RDC : Kinshasa attend de Lourenço des « pré-consultations » pour un dialogue intercongolais, sans impunité (Muyaya)

Le président de l'Angola, João Lourenço/Ph droits tiers

Le gouvernement congolais a indiqué mercredi attendre du président angolais João Lourenço qu’il mène des consultations préalables avec l’ensemble des acteurs congolais afin de créer les conditions d’un dialogue national, lequel devra se tenir en République démocratique du Congo et ne consacrera « aucune forme d’impunité », a déclaré sur RFI le porte-parole du gouvernement, Patrick Muyaya.

« Il va faire une forme de pré-consultation des différentes parties », a expliqué M. Muyaya, précisant que, conformément à la position réaffirmée par le président Félix Tshisekedi, le dialogue entre Congolais « se tiendra en République démocratique du Congo ». Ce dialogue, a-t-il insisté, « ne consacrera aucune forme d’impunité », estimant que « c’est l’impunité dont bénéficient certains acteurs qui est à la base de la répétitivité des conflits » dans l’est du pays.

Interrogé sur la possibilité d’un échange avec l’ancien président Joseph Kabila, reçu en décembre à Luanda par les autorités angolaises, M. Muyaya a recentré le débat sur ce qu’il qualifie d’« agression » contre la RDC. Il a estimé que les prises de position récentes de M. Kabila, qui a publiquement justifié le combat du M23 après avoir combattu ce mouvement par le passé, l’apparentaient à un « complice de l’agression ». « Il y a des gestes qu’il n’aurait jamais dû poser », a-t-il déclaré, ajoutant que « tout dépendra du rapport que, le moment venu, le président Lourenço fera de ses différentes consultations ».

Ces déclarations interviennent au lendemain d’une réunion à Luanda entre les présidents angolais, congolais et togolais Faure Gnassingbé, médiateur de l’Union africaine, en présence de l’ancien président nigérian Olusegun Obasanjo, représentant les facilitateurs désignés par l’UA pour le processus de paix en RDC. À l’issue de la rencontre, les participants ont appelé à un cessez-le-feu et confié à l’Angola le mandat d’engager des consultations avec l’ensemble des parties congolaises en vue de créer les conditions d’un dialogue intercongolais.

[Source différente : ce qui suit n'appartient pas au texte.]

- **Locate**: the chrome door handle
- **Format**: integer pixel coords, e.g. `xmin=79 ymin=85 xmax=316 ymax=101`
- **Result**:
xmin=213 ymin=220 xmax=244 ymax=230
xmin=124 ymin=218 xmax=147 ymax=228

Le communiqué final a également rappelé les engagements pris dans le cadre de l’Accord de Washington du 4 décembre 2025 ainsi que des résolutions 2773 et 2808 du Conseil de sécurité de l’ONU, relatives notamment au retrait des troupes rwandaises du territoire congolais et à la neutralisation des FDLR.

Le président Tshisekedi a, de son côté, réaffirmé ces dernières semaines son ouverture à un dialogue national, tout en soulignant qu’il ne saurait « relativiser une agression ni diluer des responsabilités établies ». Il a précisé que ce dialogue, s’il se tient, devra être organisé sur le sol congolais par les institutions de la République, dans le respect de la Constitution, tout en saluant les bons offices du président Lourenço, actuel président en exercice de l’Union africaine.